Sunday, May 3, 2020

I Used To...

I am a stay at home girl these days and for the foreseeable future.  Even if they announced a vaccine tomorrow for this novel corona virus it would be a while before it would be available.  And I am not holding my breath that they will announce a vaccine tomorrow. Or the next day.  I am not young or even middle aged. I am over weight.  I skate the edge of health issues.  If I got the virus, I am afraid that it would be bad, very bad.

I lived a very first world life, still do.  But, I used to experience a lot of guilt about the ease and excesses of my life.  I knew that I was living well.  I appreciated it.  I tried to help out others where I could.  I sponsor a child through Unbound, an organization that I highly recommend.  I complained sometimes about things, but I live a good life.

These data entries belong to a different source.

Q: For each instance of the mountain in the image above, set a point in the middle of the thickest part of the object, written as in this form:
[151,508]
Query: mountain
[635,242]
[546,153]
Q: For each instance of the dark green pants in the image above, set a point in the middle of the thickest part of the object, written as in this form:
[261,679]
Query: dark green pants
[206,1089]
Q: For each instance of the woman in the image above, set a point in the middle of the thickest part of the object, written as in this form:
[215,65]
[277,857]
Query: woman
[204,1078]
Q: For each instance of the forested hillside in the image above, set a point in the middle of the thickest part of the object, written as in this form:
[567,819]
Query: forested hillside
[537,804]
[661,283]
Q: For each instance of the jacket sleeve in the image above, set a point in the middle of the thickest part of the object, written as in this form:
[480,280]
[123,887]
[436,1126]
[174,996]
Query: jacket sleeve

The contrast for me these days is thinking about how to do things.  I can't just go to the store, the bank, church, the library the way I used to.  I am currently out of bananas and lettuce and a few other things, but I have milk and meat and lots of food, so should I risk a grocery trip?  I have been going to the grocery store only every 2 weeks at the early morning old people time, I went last week.  Should I take the risk again so soon?  I used to go to the grocery store without much thought.

It is a solitary lonely life these days.  I can't go to meetings. I am so very fortunate that I still watch my grandchild a few times a week.  I did daycare when his parents worked from home and when his sister was born, so we continue that. I do Zoom meetings a few times a week.  I watch Mass on YouTube. I have said a couple of things to neighbors, but we don't stand and chat the way we used to.  I had tickets to a play and free movie passes.  Who knows when those things might be possible again?

I still have a totally great life, but I miss the way it used to be. I miss the life I was used to.... I wonder how much of that life I will ever see again?